When the last sound of carriage wheels had died away and she knew the family was safely out of sight, she slipped quietly into Melanie's room and turned the key in the lock. It was a prim, virginal little room and it lay still and warm in the slanting rays of the four-o'clock sun. The floors were glistening and bare except for a few bright rag rugs, and the white walls unornamented save for one corner which Melanie had fitted up as a shrine.

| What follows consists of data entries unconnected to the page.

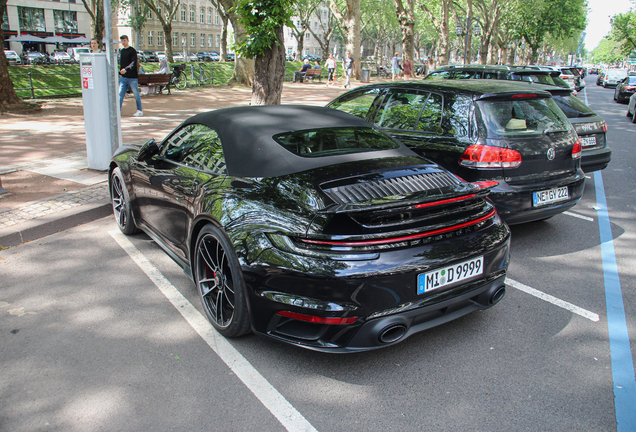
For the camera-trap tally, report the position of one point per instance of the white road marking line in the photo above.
(276, 403)
(589, 219)
(551, 299)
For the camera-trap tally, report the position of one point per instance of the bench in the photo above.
(313, 74)
(152, 81)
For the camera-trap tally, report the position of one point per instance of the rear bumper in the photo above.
(596, 159)
(514, 203)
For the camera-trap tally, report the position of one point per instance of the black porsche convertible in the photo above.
(310, 226)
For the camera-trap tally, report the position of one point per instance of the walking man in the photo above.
(128, 75)
(349, 68)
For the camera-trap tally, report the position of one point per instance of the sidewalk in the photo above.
(43, 156)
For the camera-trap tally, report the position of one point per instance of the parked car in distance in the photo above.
(13, 58)
(612, 77)
(32, 58)
(483, 130)
(76, 51)
(334, 237)
(150, 56)
(625, 89)
(590, 127)
(631, 108)
(60, 57)
(496, 72)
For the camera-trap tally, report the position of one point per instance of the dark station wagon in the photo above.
(484, 131)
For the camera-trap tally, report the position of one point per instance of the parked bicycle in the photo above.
(200, 77)
(178, 78)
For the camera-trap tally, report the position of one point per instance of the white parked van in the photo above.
(75, 52)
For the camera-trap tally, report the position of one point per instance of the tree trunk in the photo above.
(9, 100)
(223, 53)
(243, 67)
(406, 18)
(269, 73)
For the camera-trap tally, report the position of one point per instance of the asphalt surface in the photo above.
(92, 342)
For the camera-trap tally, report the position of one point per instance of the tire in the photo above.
(121, 203)
(180, 81)
(220, 284)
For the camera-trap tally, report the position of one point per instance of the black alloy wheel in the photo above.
(220, 283)
(121, 203)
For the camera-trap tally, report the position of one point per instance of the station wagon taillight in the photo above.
(576, 150)
(483, 156)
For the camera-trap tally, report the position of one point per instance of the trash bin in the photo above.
(366, 75)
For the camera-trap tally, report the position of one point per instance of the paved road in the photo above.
(90, 341)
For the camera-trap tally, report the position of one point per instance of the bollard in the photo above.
(2, 190)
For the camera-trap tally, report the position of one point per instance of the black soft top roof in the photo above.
(250, 151)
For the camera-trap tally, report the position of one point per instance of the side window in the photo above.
(431, 118)
(357, 104)
(197, 146)
(464, 74)
(401, 109)
(457, 116)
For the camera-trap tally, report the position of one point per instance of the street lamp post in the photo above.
(459, 31)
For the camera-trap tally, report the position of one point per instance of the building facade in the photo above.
(197, 27)
(44, 18)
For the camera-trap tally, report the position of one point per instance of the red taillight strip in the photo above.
(403, 238)
(317, 320)
(446, 201)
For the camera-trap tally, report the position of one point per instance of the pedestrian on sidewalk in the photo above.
(128, 75)
(349, 68)
(330, 64)
(95, 46)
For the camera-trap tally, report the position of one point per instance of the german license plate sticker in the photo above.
(449, 275)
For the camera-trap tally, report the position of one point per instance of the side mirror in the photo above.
(148, 150)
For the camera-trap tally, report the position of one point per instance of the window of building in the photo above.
(5, 21)
(31, 19)
(65, 21)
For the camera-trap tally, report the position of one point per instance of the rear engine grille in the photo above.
(366, 191)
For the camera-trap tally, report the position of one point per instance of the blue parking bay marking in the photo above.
(620, 349)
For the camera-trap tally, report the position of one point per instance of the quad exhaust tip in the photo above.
(392, 333)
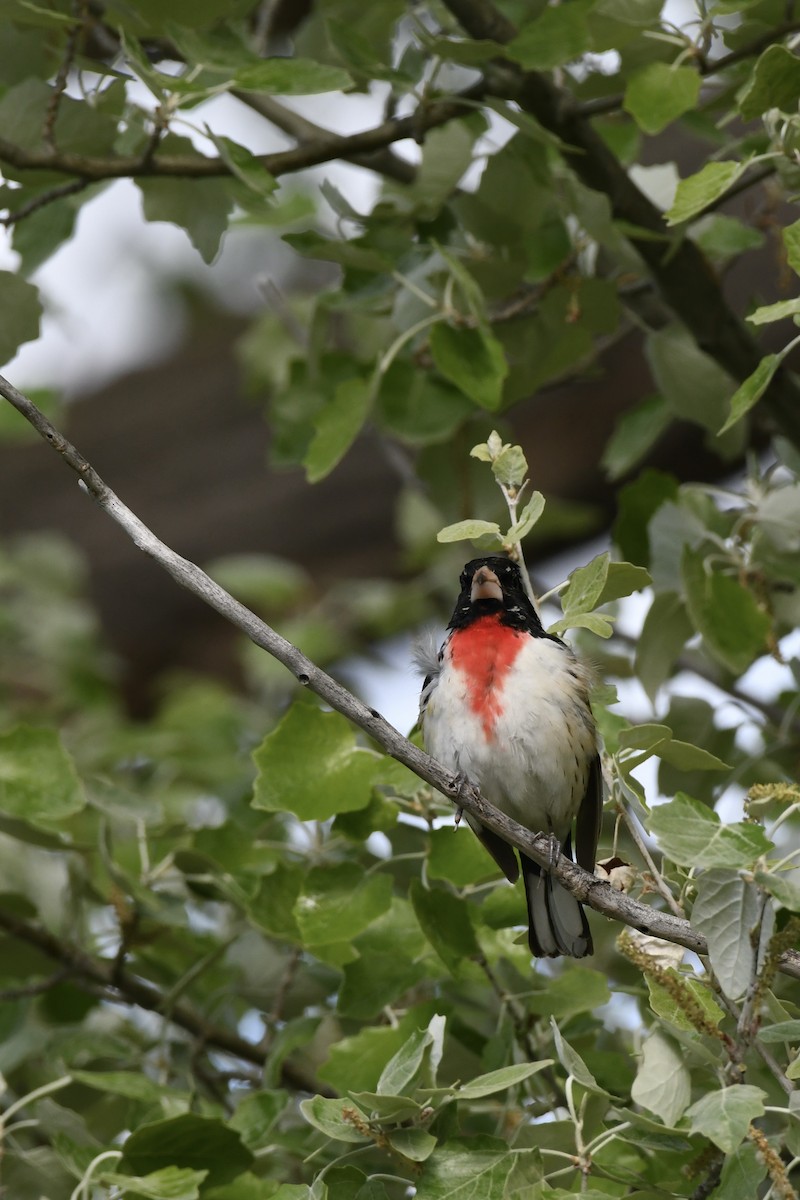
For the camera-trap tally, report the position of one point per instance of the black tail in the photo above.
(557, 924)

Here, under a draped Confederate flag, hung the gold-hilted saber that Melanie's father had carried in the Mexican War, the same saber Charles had worn away to war. Charles' sash and pistol belt hung there too, with his revolver in the holster. Between the saber and the pistol was a daguerreotype of Charles himself, very stiff and proud in his gray uniform, his great brown eyes shining out of the frame and a shy smile on his lips.
Scarlett did not even glance at the picture but went unhesitatingly across the room to the square rosewood writing box that stood on the table beside the narrow bed. From it she took a pack of letters tied together with a blue ribbon, addressed in Ashley's hand to Melanie. On the top was the letter which had come that morning and this one she opened.
When Scarlett first began secretly reading these letters, she had been so stricken of conscience and so fearful of discovery she could hardly open the envelopes for trembling. Now, her never- too-scrupulous sense of honor was dulled by repetition of the offense and even fear of discovery had subsided. Occasionally, she thought with a sinking heart, "What would Mother say if she knew?" She knew Ellen would rather see her dead than know her guilty of such dishonor. This had worried Scarlett at first, for she still wanted to be like her mother in every respect. But the temptation to read the letters was too great and she put the thought of Ellen out of her mind. She had become adept at putting unpleasant thoughts out of her mind these days. She had learned to say, "I won't think of this or that bothersome thought now. I'll think about it tomorrow." Generally when tomorrow came, the thought either did not occur at all or it was so attenuated by the delay it was not very troublesome. So the matter of Ashley's letters did not lie very heavily on her conscience.